# Bought the Level Halfpipe Gloves



## KIRKRIDER (Mar 18, 2008)

How do they fit? Good quality materials? I will get the Fly ones...in a few months.


----------



## jnl2000 (Feb 19, 2010)

pawlo said:


> How do they fit? Good quality materials? I will get the Fly ones...in a few months.


Don't know have nit gotten them in yet will post when I use them though!


----------



## DC5R (Feb 21, 2008)

I have the level fly gloves. Good fit, keeps my hands dry and warm.


----------



## MountainManCO (Sep 7, 2010)

i am thinking of getting some too, where did you buy them?


----------



## jnl2000 (Feb 19, 2010)

Got tthemat xsportsprotective.... Got the 2010 model halfpipe glove.


----------



## Muki (Feb 8, 2010)

What exactly is the difference between the Halfpipe and the Fly?


----------



## jnl2000 (Feb 19, 2010)

Muki said:


> What exactly is the difference between the Halfpipe and the Fly?


Here is the link http://www.xsportsprotective.com/snowboard-protective-gloves.html But from what I can tell it is the Gore-Tex Shell and the Polar Fleece Liner.... The level is not gortex and does not have the polar fleece liner.


----------



## DC5R (Feb 21, 2008)

Muki said:


> What exactly is the difference between the Halfpipe and the Fly?

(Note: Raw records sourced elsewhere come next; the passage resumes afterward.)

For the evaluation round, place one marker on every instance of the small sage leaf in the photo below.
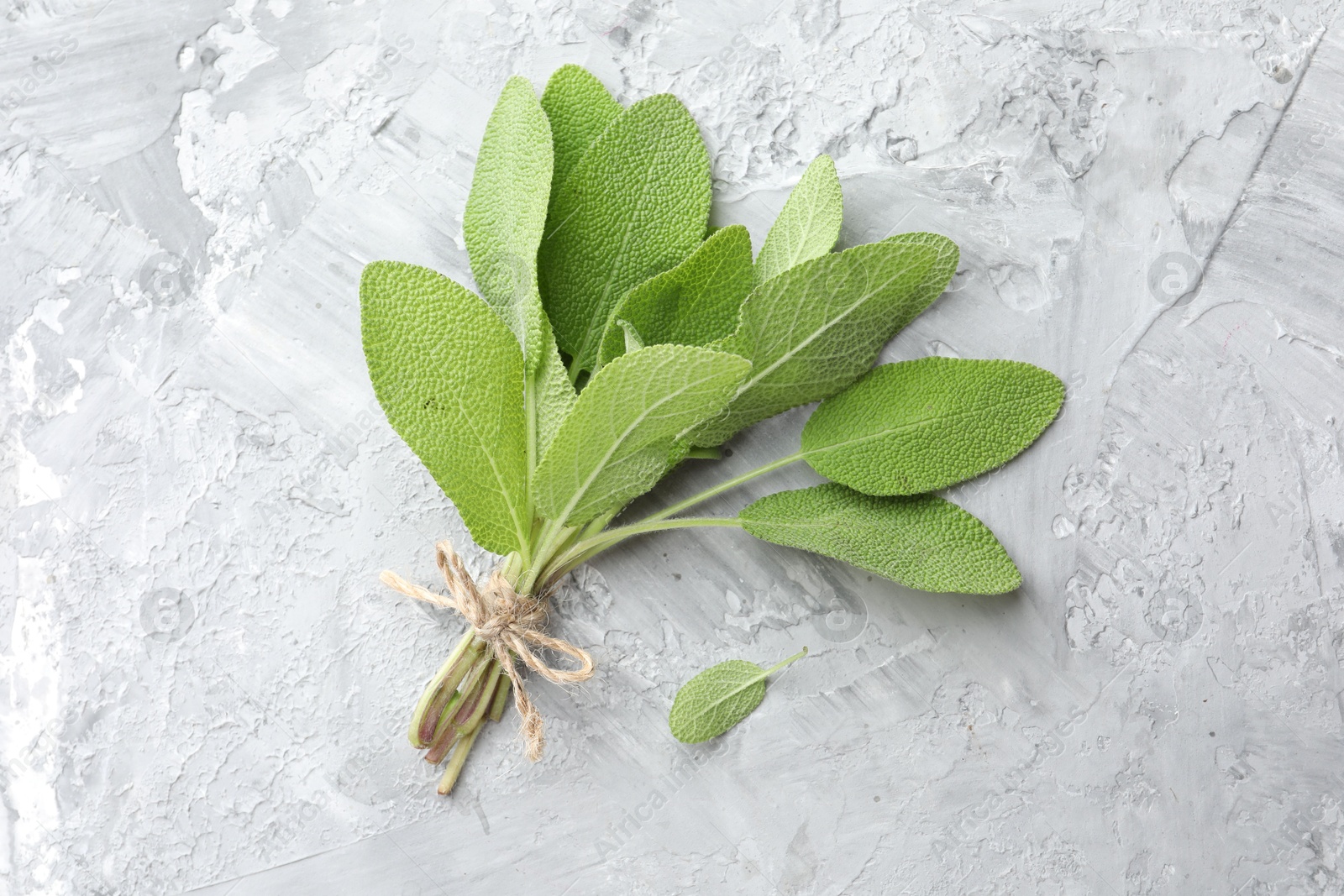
(921, 542)
(719, 698)
(696, 302)
(810, 223)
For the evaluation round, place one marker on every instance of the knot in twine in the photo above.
(506, 621)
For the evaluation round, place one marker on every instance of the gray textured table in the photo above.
(206, 687)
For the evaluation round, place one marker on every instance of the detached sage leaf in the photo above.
(917, 426)
(622, 432)
(817, 327)
(449, 375)
(719, 698)
(635, 204)
(694, 304)
(506, 214)
(808, 224)
(921, 542)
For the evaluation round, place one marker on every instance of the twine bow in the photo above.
(506, 621)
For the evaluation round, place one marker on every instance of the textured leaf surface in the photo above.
(917, 426)
(718, 699)
(580, 109)
(635, 206)
(694, 304)
(921, 542)
(808, 224)
(622, 436)
(555, 394)
(816, 328)
(449, 375)
(506, 212)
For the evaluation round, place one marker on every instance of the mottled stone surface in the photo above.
(205, 685)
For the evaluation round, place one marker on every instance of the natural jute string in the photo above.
(506, 621)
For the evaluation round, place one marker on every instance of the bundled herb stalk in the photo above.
(615, 335)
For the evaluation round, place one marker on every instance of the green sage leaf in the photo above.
(580, 109)
(924, 425)
(694, 304)
(633, 206)
(808, 224)
(449, 376)
(719, 698)
(921, 542)
(817, 327)
(622, 436)
(506, 214)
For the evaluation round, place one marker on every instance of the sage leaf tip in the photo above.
(719, 698)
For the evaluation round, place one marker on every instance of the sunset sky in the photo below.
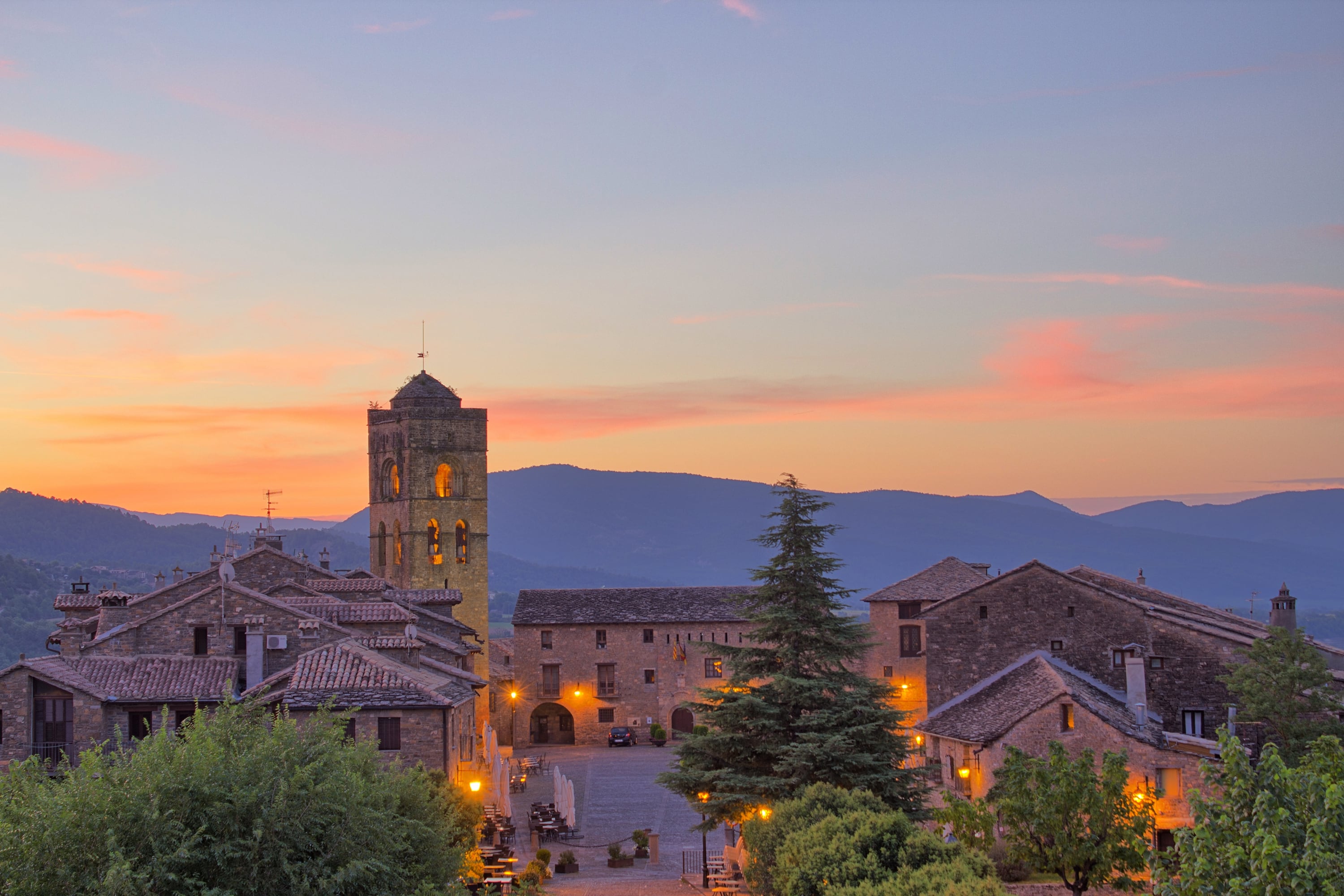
(955, 248)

My gloves are a couple of seasons old, but at the time, the halfpipe gloves did not come with the biomex. Otherwise, the goretex shell was the difference. Even without the goretex, the fly glove has kept my hands dry even in slushy conditions.


----------



## jnl2000 (Feb 19, 2010)

pawlo said:


> How do they fit? Good quality materials? I will get the Fly ones...in a few months.


They came in today and they fit great actually the best fit of all my gloves so far. Now just time will tell how they hold up.


----------



## MountainManCO (Sep 7, 2010)

cool keep us posted on how they perform


----------



## lorcar (Jan 31, 2010)

tried them yesterday, and was very impressed. Seem very solid. I am torn between these and The North Face. Both very expensive, TNF has no protection. I think i'll buy the Level


----------



## jnl2000 (Feb 19, 2010)

yes me too I love them they are warm and solid protection. I landed so hard the guard bruised my palm. Wonder what what of happened without them...


----------



## lorcar (Jan 31, 2010)

just got them, paid 104euro, freaking expensive, but I like to think I dont have to bring my other wrist protection anymore, just one piece combined. 
I was surprised to see the protection covers only under the wrist/hand, and not above like all other protections I have seen so far. 
Also, I must admit when you compare to all other gloves Level Halfpipe are bulkier and stiffer, while all others are so easy to put on and off. I am happy but not 100% sure I did the right thing. Ziener is another strong brand over here, and I am sure they would be cheaper!


----------